In India, active versus passive debates can get as acrimonious as discussions on who deserved to win the ICC World Cup. Passive fund advocates rubbish all active managers and suggest that investors pack their portfolios with index funds. Active fund managers argue that owning a basket of stocks based on their market-cap is a poor way to approach long term investing.  

Based on our close tracking of fund performance, we believe there is a case to include both active and passive funds in your portfolio. You just need to know where to use them. If you have been tempted by the expanding menu of passive equity funds and are wondering where to fit them, here are the use cases that we think work best for them. 

Six use cases for passive equity funds

#1 Passive equity funds to make a start

If you are a beginner to equities, sifting through the 500-odd active equity funds and trying to figure out which ones are likely to deliver and which fund ‘style’ to use can be a daunting task. If you take the help of a distributor and opt for regular plans, you end up sacrificing some of your returns to a higher Total Expense Ratio (TER).
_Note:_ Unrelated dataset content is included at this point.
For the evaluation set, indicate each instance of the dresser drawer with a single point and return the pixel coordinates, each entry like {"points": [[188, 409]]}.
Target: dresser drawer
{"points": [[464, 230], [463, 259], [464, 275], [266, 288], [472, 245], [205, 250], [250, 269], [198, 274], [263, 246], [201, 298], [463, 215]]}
For direct plans, you need to find a good fee-only advisor to guide you on your journey. 

Some people get so paralysed by all these choices that they keep putting off their equity investments. This is a big mistake. Making an early start is the most important factor to create wealth from equity funds – far more important than choosing the right fund. 

Beginner investors can make a quick start on equities by kicking off their journey with index funds. Funds that track the Nifty50, Nifty100 and Nifty Midcap150 are easy to acquire for a new investor and they rarely lead you stray. Refer to Prime Funds for specific passive fund recommendations. 

Funds that track the popular indices may not help you own the best businesses in the listed space. But they do help you make a start on equities, so that the compounding clock can begin ticking. You can gain experience of equities as asset class with passive funds and progress to active funds or direct stock investing once you are comfortable with them. 

#2 Hedge against active underperformance 

Active funds in certain categories consistently struggle to beat their benchmarks. In such categories, with majority of active managers not matching up to the index, the probability of your being able to identify outperforming funds and own them is low. There may also be no point in shelling out a much higher TER for an active fund that outperforms the index sporadically or only by a whisker.  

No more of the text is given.